Introduction

This is a project developed by a group, including Mian Qin, Qingqing Li and me. Check out source code and more details on github.

Our project aims to provide a cloud service to verify the security for docker development, preventing malicious code compromising the infrastructures. The safety scan contains two parts, first, we will check the docker image uploaded by the developer in the private registry. Second, we will scan the running docker containers in the production development. Thus to make sure the security of the docker development and deployment.

Background and motivation

Docker greatly simplifies the deployment and management of application. For example, to deploy an application consisting of a set of services one pulls corresponding docker images from a registry and wires them together.
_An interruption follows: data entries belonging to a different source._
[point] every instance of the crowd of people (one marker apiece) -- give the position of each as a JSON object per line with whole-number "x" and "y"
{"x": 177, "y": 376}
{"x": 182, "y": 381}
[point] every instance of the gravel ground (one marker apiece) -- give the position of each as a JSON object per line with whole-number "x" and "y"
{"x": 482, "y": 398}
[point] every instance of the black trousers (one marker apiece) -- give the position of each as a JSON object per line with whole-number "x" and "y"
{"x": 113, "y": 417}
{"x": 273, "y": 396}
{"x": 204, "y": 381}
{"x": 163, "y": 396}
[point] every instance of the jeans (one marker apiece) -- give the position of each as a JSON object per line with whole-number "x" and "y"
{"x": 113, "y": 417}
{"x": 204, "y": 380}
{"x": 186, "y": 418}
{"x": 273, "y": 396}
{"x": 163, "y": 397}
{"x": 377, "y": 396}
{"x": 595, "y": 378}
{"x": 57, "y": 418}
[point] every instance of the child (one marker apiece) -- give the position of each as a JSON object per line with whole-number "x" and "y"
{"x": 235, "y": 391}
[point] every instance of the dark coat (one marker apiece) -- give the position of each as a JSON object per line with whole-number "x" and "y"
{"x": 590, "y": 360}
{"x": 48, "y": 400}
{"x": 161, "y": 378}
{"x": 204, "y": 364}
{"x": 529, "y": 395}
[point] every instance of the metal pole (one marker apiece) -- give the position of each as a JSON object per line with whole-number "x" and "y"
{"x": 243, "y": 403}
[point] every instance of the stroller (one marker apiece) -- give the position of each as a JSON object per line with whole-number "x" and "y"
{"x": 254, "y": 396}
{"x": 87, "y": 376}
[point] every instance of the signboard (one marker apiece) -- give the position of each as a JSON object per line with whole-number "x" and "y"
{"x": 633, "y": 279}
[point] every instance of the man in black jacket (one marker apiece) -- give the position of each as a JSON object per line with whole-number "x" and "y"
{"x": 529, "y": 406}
However, there are plenty of security vulnerability across the development stacks. During the development, the developers may pull images which contains malicious code or the developers themselves maybe compromised to intentionally inject malicious code to the application. Besides, during the deployment of docker containers in the production environment. The docker image may get attacked, for example due to the security vulnerability of the production environment. In this project, we propose a solution to address these problems.

Design

In this project, we propose to build a prototype software to demonstrate our approach. The software mainly contains three parts:

1. A background crawler that pull the docker images that are pushed to the private registry.
2. A docker image scanner to determine whether the image is malicious or not. To determine if the given images are malicious or not, we intend to compare the suspicious images with the Reference Data Set (RDS) collected by National Software Reference Library (NSRL). The RDS incorporates application hash values in the hashset which may be considered malicious, i.e. steganography tools and hacking scripts.
   • A local database can be used to cache those scanned files and thus to reduce the cost of scanning.
3. A background scanner to scan the running docker containers in the production environment. We intend to implement scanning scheduling, while use 3rd party tools for container scan.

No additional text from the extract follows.